WILLIAM SHAKESPEARE, Much Ado About Nothing
‘My beloved Adonis I read with disquiet your words & the implication that unsavory individuals have taken an interest in your activities. In pursuance, I would consider it a great kindness if you should contact Mary Poley in Winding lane. She is the abandoned wife of one Robert Poley, with whom you are acquainted, but more to the point she was the sister of the late Dr. Thomas Watson, the poet, who was long a friend to me & her husband is greatly unfelicitous to her, & to her son. You need have no fear that she will expose you to him, and she may be a great source of intelligence as to his actions.’
Will tilted the letter into the light of the candle which he had used to scorch the concealed words from between lines more innocuous and manifest. The heated lemon juice was only pale brown against the cream-colored paper, but Kit’s precise hand was easy to discern.
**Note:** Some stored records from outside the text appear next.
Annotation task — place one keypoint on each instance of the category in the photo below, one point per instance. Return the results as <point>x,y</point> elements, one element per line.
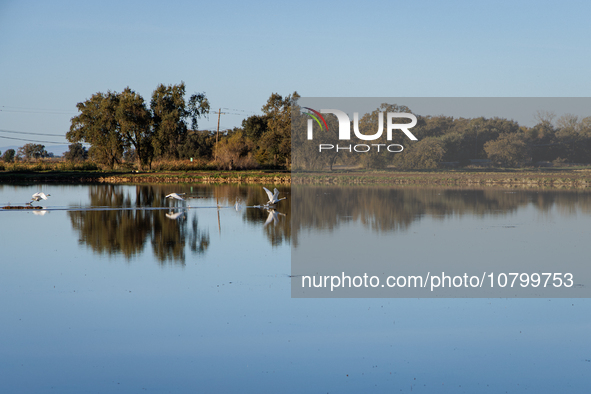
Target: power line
<point>24,132</point>
<point>22,139</point>
<point>29,110</point>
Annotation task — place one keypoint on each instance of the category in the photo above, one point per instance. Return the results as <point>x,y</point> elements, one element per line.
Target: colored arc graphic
<point>316,119</point>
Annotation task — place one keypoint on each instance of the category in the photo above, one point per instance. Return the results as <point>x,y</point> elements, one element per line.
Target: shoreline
<point>576,178</point>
‘Poley will not see to their maintenance & so, in Tricky Tom’s memory & out of mine own friendship with the lady, I have been of what assistance I could to her in the past, & so I believe she should be grateful for a kind word or two, even from a stranger who mentioned my name as the name of a friend. She may be of assistance in warding yourself from that same Robert, her husband; Mistress Poley is a good woman, & much concerned with the future prospects of her son, a likely lad.
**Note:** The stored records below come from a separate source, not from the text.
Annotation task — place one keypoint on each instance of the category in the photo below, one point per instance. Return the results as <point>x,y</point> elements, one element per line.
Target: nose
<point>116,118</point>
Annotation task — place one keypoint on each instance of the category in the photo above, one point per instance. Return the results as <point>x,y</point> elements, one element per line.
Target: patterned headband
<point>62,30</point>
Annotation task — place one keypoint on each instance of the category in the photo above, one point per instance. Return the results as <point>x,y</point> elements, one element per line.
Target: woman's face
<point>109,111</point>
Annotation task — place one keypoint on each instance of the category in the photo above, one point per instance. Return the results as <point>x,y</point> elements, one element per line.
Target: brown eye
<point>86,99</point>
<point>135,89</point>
Will’s nose wrinkled in amusement. Her son. Kit. Are you insinuating the lad is your bastard? And then he frowned, and nibbled the edge of an ink-stained thumbnail, uncertain why the thought made him so uneasy.
My mistress has asked that I bid thee, my beloved friend & only begetter of whatever joy is afforded me, remember the pastoral fancies of thy callow years & find ways to set them into verse. I am minded of county ballads & old tales, I imagine you too are conversant with, of Nimue, & the Irish & Welsh stories & those of Yorkshire & Scotland: Finvarra & Oonagh & their kin.’
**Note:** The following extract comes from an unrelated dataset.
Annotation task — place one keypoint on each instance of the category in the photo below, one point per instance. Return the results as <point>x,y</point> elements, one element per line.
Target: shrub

You want me to tell fairy tales to the Queen, sweet Kit? He sounds lonely. You should sound lonely, exiled from home and friendships, and worried about the ones you’ve left behind.
Will closed his eyes. When he opened them, he read more quickly, and without pause.
‘Have a care for Poley, Will. If he & his have realized that you are my replacement, you may find yourself with dangerous enemies: have a care not to be associated too plainly with Hunsdon, Burghley, Oxford & their friends. I will dare declare Robert Poley & Thomas Walsingham scions of the enemy, & ask you be wary of them. It is of import that you acquaint yourself with the politics, if you have not already done so: Essex’s group do support the Queen, although they are more interested in their own advancement than the stability of the crown. Raleigh is a little better: I can like the man for his ideals, at least, which are intellectual & inquisitive, but he is a popinjay. (Those are not sentiments to be repeated, sweet Will, lest you withal blacken my name further than mine enemies have already.) More dangerous are Poley & Baines (& I now think Thomas Walsingham), who have made themselves so seeming indispensable that their word be taken even over mine, & I have proven my worth to Gloriana in great extremis. I read with great delight the pages of yr. Merchant you included with the books, & have returned some suggestions along with mine own current project. Also, I am quite engaged with your character of Beatrice; she reflects your Annie, does she not? but feel Hero could be stronger or mayhap more delicate of constitution; her speeches now show nowt but woman scorned, & women (even scorned) are no force to be trifled with. You may wish if you can so contrive to seek Her Majesty’s approval. Gloriana fancies herself something of a poet, & was of infinite service making that infamous she-wolf Isabella more a breathing woman than the Dragon of legendry. Further…’
It went on for a page and a half, line-by-line comments on the play, ending wryly,
‘have enclosed some notes for the play or more like masque my mistress has commissioned of me, something of an orgy & something of a revel, & I am feared only half-suited to my poor talents. I wish you would examine them with some haste, & return post to me through the usual channels. I think on thee & London daily. With all love & affection, your dear friend leander.’